Tijdens de aferese worden T-cellen uit jouw bloed gehaald. Nadat je cellen zijn afgenomen, worden ze ingevroren en naar een productiecentrum gestuurd. Daar kunnen ze worden geherpgrogrammeerd.
Het maken van jouw CAR-T-cellen duurt een paar weken. In de tussentijd moeten de artsen jouw ziekte onder controle houden. Dit doen ze met een zogenaamde 'overbruggingsbehandeling'. Dit is niet bij alle patiënten nodig.
Jouw lichaam heeft intussen alweer andere T-cellen aangemaakt. Voordat je je CAR-T-cellen terugkrijgt, moeten deze T-cellen worden vernietigd om plaats te maken voor je nieuwe CAR-T-cellen. Hiervoor wordt chemotherapie gebruikt.

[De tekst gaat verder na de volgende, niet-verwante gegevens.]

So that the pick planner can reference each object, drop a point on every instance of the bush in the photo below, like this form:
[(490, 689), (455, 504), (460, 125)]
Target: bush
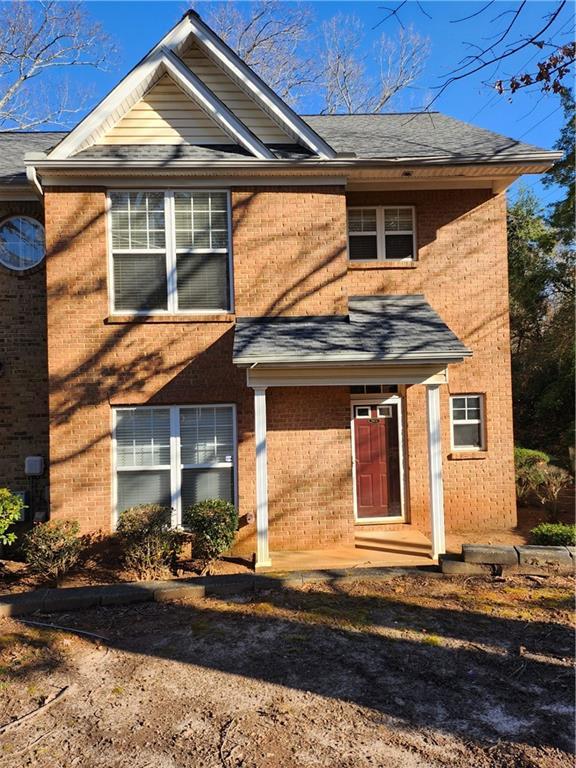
[(554, 535), (213, 523), (150, 545), (11, 507), (550, 481), (528, 464), (51, 549)]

Je krijgt je eigen, geherprogrammeerde CAR-T-cellen toegediend. Dat gebeurt via een infuus, in een ader. Daarna word je zorgvuldig geobserveerd door het zorgteam.

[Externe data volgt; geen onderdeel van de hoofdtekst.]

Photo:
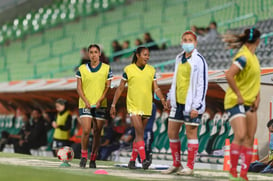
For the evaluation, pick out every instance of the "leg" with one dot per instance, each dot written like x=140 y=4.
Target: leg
x=97 y=127
x=238 y=125
x=175 y=145
x=191 y=132
x=247 y=146
x=139 y=132
x=86 y=128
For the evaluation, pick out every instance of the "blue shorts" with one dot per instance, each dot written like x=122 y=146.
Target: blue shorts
x=57 y=144
x=237 y=111
x=178 y=115
x=99 y=113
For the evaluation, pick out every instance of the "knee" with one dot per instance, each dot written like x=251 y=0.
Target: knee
x=85 y=132
x=96 y=131
x=240 y=136
x=173 y=134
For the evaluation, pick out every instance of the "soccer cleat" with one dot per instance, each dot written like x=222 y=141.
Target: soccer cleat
x=243 y=178
x=185 y=171
x=146 y=164
x=233 y=178
x=132 y=165
x=172 y=169
x=92 y=164
x=83 y=162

Nadat je je CAR-T-cellen hebt teruggekregen, moet je minstens 4 weken in de buurt van het ziekenhuis blijven waar je werd behandeld. Normaal gezien word je gedurende een deel van deze eerste periode opgenomen in het ziekenhuis. Zo kan de arts controleren of de behandeling werkt. Ook kan de arts je behandelen wanneer je bijwerkingen krijgt.